Given the root of a binary tree, you are to flatten the tree into a "linked list" in-place. The linked list should use the same TreeNode structure, but every node's right pointer should point to the next node in a pre-order traversal, and every node's left pointer should be set to null.

• Modify the tree in-place (do not create new nodes).
• Each node's right child points to the next node of the pre-order traversal.
• Each node's left child is set to null.
• There is only one valid way to flatten the tree for any given input.

Thought Process

The first step is to understand how a binary tree can be represented as a linked list using only the right pointers. Since the required order is pre-order traversal (root, left, right), we need to arrange the nodes so that each node's right pointer points to the next node in this traversal order.

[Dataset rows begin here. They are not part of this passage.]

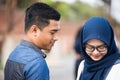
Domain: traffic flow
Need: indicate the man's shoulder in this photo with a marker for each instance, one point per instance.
(24, 54)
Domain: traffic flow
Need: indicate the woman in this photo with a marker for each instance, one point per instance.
(98, 47)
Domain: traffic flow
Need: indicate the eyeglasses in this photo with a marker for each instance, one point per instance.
(91, 48)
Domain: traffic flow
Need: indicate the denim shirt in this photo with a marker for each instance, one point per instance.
(26, 62)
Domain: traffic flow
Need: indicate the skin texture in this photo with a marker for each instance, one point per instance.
(45, 38)
(96, 55)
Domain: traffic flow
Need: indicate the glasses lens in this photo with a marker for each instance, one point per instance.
(102, 48)
(90, 48)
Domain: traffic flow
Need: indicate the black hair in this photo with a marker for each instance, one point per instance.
(39, 14)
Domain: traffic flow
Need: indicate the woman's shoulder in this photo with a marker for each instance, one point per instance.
(114, 72)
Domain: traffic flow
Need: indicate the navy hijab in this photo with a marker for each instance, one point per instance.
(98, 28)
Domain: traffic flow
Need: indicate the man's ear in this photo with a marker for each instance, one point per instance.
(34, 29)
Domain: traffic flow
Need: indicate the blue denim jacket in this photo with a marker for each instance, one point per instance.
(26, 62)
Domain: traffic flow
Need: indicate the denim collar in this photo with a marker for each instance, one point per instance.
(33, 46)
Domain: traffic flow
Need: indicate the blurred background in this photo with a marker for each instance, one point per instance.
(74, 13)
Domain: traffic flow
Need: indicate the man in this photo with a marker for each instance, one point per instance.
(27, 62)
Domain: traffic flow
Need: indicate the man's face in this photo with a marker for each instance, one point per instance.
(47, 37)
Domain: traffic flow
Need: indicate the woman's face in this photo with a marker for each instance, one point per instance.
(96, 49)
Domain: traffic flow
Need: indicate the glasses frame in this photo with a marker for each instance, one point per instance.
(98, 48)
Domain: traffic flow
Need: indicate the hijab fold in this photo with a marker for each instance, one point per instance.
(98, 28)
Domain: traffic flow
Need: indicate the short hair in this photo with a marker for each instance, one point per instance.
(39, 14)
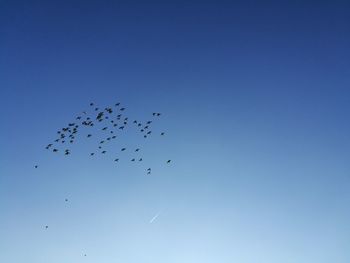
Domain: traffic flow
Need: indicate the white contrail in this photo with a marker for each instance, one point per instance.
(154, 218)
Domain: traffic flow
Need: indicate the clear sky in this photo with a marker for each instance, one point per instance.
(255, 98)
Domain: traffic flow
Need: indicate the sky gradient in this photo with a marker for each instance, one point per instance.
(255, 97)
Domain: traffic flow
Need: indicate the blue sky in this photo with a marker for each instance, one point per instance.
(255, 102)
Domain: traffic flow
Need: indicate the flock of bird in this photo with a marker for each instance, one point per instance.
(109, 121)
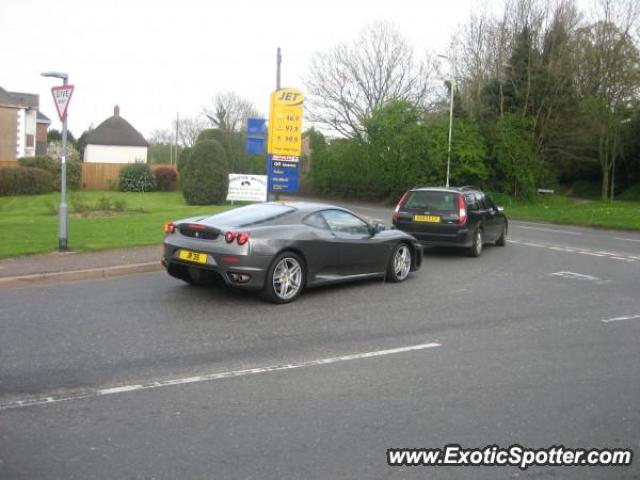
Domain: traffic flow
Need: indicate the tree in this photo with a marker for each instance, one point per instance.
(188, 130)
(162, 136)
(346, 84)
(608, 81)
(205, 176)
(229, 112)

A brute-force approach might involve performing a pre-order traversal, storing the nodes in a list, and then rewiring their left and right pointers accordingly. However, this would use extra space, which goes against the "in-place" requirement. To optimize, we need a way to rearrange the pointers as we traverse the tree, without using extra storage.

The key insight is that for each node with a left child, we can find the rightmost node of its left subtree and attach the current node's right subtree there. Then, we move the left subtree to the right and set the left pointer to null. This process can be repeated as we traverse the tree.

Solution Approach

• Iterative In-Place Traversal: Start from the root and move along the right pointers.
  • If the current node has a left child:
    • Find the rightmost node of the left subtree (this is where the right subtree should be attached).
    • Connect the right subtree to this rightmost node's right pointer.
    • Move the left subtree to the right pointer of the current node.
    • Set the left pointer of the current node to null.
  • Move to the next node by following the right pointer (since the left pointer is now null).
• Why this works: This approach ensures that we always maintain the pre-order sequence. By attaching the right subtree to the rightmost node of the left subtree, we guarantee that after the left subtree is traversed, we immediately continue to the former right subtree.
• No extra space: All operations are performed in-place, modifying the existing tree structure without using additional data structures.

Example Walkthrough

Let's work through an example with this tree:

      1
     / \
    2   5
   / \   \
  3   4   6
  

1. Start at node 1. It has a left child (2).
   • Find the rightmost node in the left subtree: 4.
   • Attach 1's right subtree (5) to 4's right.
   • Move left subtree (2) to 1's right.
   • Set 1's left to null.
2. Tree now looks like:

         1
          \
           2
          / \
         3   4
              \
               5
                \
                 6
         

3. Move to node 2. It has a left child (3).
   • Rightmost node of left subtree is 3.
   • Attach 2's right subtree (4) to 3's right.
   • Move left subtree (3) to 2's right.
   • Set 2's left to null.
4. Tree now looks like:

         1
          \
           2
            \
             3
              \
               4
                \
                 5
                  \
                   6
         

5. Continue moving right (nodes 3, 4, 5, 6), but none have left children, so nothing changes.
6. The tree is now flattened into a linked list following pre-order traversal: 1 → 2 → 3 → 4 → 5 → 6.

Time and Space Complexity

• Brute-force approach:
  • Time: O(N) for traversal + O(N) for rewiring = O(N)
  • Space: O(N) for storing nodes in a list
• Optimized in-place approach (as above):
  • Time: O(N), since each node is visited and rewired at most once.
  • Space: O(1), as all modifications are done in-place and no extra data structures are used.

The optimized approach is both time and space efficient, making it suitable for large trees.

Summary

To flatten a binary tree to a linked list in pre-order traversal, we iteratively rearrange pointers in-place. By always attaching the original right subtree to the rightmost node of the left subtree and moving the left subtree to the right, we ensure the correct order without using extra space. This approach is efficient, elegant, and leverages the structure of the binary tree for optimal pointer manipulation.